From the moment that the ghostly Mrs. Owens refuses to give up the living baby that has come into the graveyard, I was completely hooked by this improbable story. Instead of "it takes a village," in this story "it takes a graveyard" to raise a child, and his adventures and what he learns from the dead folks makes for an oddly old-fashioned style of story-telling.

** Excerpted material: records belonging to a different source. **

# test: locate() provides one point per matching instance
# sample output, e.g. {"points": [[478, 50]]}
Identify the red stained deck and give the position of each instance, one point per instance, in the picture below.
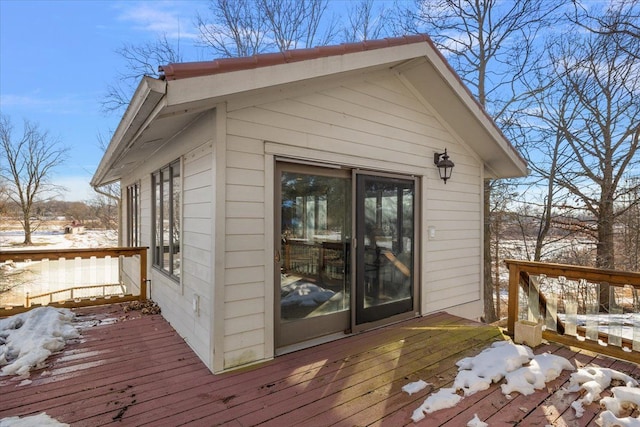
{"points": [[132, 370]]}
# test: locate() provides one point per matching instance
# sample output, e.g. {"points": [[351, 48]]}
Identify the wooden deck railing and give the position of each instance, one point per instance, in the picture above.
{"points": [[598, 310], [75, 275]]}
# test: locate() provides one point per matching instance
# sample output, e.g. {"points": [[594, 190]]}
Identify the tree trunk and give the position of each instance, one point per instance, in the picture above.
{"points": [[605, 248], [489, 310], [27, 230]]}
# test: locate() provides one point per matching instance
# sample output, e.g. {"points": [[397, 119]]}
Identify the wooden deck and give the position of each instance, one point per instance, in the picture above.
{"points": [[133, 370]]}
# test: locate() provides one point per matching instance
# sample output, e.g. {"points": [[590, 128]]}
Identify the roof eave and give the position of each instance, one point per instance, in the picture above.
{"points": [[148, 94]]}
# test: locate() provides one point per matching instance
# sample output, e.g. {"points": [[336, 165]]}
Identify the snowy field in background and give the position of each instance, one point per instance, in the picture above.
{"points": [[18, 279], [57, 239]]}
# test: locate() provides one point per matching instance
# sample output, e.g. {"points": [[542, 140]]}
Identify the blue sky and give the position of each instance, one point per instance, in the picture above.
{"points": [[57, 59]]}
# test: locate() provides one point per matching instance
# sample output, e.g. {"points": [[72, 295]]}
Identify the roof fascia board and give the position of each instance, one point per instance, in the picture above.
{"points": [[218, 86], [147, 96]]}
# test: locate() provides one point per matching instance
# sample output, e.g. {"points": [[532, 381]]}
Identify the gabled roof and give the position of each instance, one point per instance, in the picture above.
{"points": [[161, 108], [226, 65]]}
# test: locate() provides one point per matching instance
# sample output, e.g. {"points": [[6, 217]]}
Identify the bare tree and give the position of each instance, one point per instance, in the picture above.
{"points": [[296, 23], [29, 161], [250, 27], [491, 44], [601, 126], [237, 28], [364, 21], [629, 240], [141, 60]]}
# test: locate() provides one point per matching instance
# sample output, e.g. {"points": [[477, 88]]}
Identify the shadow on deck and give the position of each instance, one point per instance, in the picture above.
{"points": [[133, 370]]}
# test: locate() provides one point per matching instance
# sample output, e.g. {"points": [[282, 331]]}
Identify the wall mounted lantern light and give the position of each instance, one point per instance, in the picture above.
{"points": [[445, 166]]}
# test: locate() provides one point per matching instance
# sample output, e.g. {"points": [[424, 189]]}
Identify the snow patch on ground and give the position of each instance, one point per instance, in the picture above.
{"points": [[27, 339], [524, 372], [40, 420]]}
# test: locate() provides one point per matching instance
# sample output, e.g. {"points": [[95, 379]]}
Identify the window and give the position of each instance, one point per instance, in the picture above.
{"points": [[166, 227], [133, 215]]}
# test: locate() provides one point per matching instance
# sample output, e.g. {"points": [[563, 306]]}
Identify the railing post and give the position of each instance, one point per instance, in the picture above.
{"points": [[143, 274], [514, 289]]}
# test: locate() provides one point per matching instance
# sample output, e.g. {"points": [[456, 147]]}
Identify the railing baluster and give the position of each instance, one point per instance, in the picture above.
{"points": [[77, 269], [635, 320], [551, 317], [571, 313], [62, 272], [534, 299], [592, 308], [616, 294]]}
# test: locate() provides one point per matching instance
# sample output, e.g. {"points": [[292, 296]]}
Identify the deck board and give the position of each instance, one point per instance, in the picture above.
{"points": [[134, 370]]}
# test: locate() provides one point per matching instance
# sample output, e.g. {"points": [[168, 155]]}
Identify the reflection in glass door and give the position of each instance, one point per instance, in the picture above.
{"points": [[314, 224], [385, 247]]}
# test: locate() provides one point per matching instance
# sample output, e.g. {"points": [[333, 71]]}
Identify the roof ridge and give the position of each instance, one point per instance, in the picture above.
{"points": [[175, 71]]}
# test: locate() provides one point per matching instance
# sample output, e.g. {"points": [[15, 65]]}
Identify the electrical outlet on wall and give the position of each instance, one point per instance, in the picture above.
{"points": [[196, 303]]}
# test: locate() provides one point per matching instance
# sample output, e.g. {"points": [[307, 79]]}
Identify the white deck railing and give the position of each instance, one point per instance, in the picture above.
{"points": [[595, 309]]}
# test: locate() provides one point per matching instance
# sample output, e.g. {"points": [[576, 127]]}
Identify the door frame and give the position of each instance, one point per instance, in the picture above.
{"points": [[415, 311], [304, 330], [308, 167]]}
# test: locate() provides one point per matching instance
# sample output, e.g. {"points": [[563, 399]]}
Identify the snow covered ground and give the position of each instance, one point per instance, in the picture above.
{"points": [[18, 279]]}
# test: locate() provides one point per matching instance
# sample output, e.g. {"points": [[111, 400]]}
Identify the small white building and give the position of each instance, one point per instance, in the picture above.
{"points": [[293, 198]]}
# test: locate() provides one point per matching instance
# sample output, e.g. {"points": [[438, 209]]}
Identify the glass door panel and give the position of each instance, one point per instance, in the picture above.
{"points": [[385, 247], [313, 288]]}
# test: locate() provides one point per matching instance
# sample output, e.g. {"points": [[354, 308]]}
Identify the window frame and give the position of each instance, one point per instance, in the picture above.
{"points": [[167, 224], [133, 215]]}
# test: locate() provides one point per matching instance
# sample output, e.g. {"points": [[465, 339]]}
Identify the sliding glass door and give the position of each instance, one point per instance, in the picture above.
{"points": [[317, 293], [385, 247], [314, 229]]}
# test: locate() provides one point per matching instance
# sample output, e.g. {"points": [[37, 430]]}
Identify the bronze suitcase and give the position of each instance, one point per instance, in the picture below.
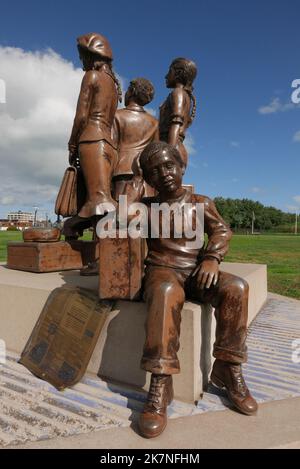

Not all of the story is aimed simply at younger readers. One of my favorite parts is when young Bod comes to a dead poet, Nehemiah Trot, for advice, thinking "really...if you couldn't trust a poet to offer sensible advice, who could you trust?" He asks Nehemiah to tell him about revenge:

"'Dish best served cold,' said Nehemiah Trot. 'Do not take revenge in the heat of the moment. Instead, wait until the hour is propitious. There was a Grub Street hack named O'Leary--and Irishman, I should add--who had the nerve, the confounded cheek to write of my first slim volume of poems, A Nosegay of Beauty Assembled for Gentlemen of Quality, that if was inferior doggerel of no worth whatsoever, and that the paper it was written on would have been better used as--no, I cannot say. Let us simply agree that it was a most vulgar statement.'
'But you got your revenge on him?' asked Bod, curious.
'On him and on his entire pestilent breed! Oh, I had my revenge, Master Owens, and it was a terrible one. I wrote, and had published, a letter, which I nailed to the doors of the public houses in London where such low scribbling folk were wont to frequent. And I explained that, given the fragility of the genius poetical, I would henceforth write not for them, but only for myself and posterity, and that I should, as long as I lived, publish no more poems--for them! Thus I left instructions that upon my death my poems were to be bburied with me, unpublished, and that only when posterity realized my genius, realized that hundreds of my verses had been lost--lost!--only then was my coffin to be disinterred, only then could my poems be removed from my cold dead hand, to finally be published to the approbation and delight of all. It is a terrible thing to be ahead of your time.'
'And after you died, they dug you up, and they printed the poems?'
'Not yet, no. But there is still plenty of time. Posterity is vast.'
'So...that was your revenge?'
'Indeed. And a mightily powerful and cunning one at that!'
'Ye-es,' said Bod, unconvinced.

Even with such help, Bod manages to learn right from wrong, and wisdom from foolishness. At the end of the story he's about fifteen years old, and one of the dead folks that's helped raise him, "Mother Slaughter," (whose headstone is so old that some of the letters no longer show up and has puzzled visitors for years as to why it says "laughter") says to him:
"I still feels like I done when I was a tiny slip of a thing, making daisy chains in the old pasture. You're always you, and that don't change, and you're always changing, and there's nothing you can do about it."
Maybe I liked that passage merely because my father once said something similar to me, about looking in the mirror and wondering who that old man was, when he still felt like he did when he was younger. But there are other passages like it, and they raise the story above the level of a simple children's tale.

It might even be fun to read when you're not sick. Is there a certain kind of book you tend to read when you're sick? I usually tend more towards the slow literary kind of book when I'm not feeling well, but this time I just picked up what was beside my bed.

1 comment:

heidenkind said...

This sounds like a great book! I already have it my TBR pile but haven't gotten to it yet.

I think if you can actually enjoy a book while you're sick and have a fever, that book has got to be good.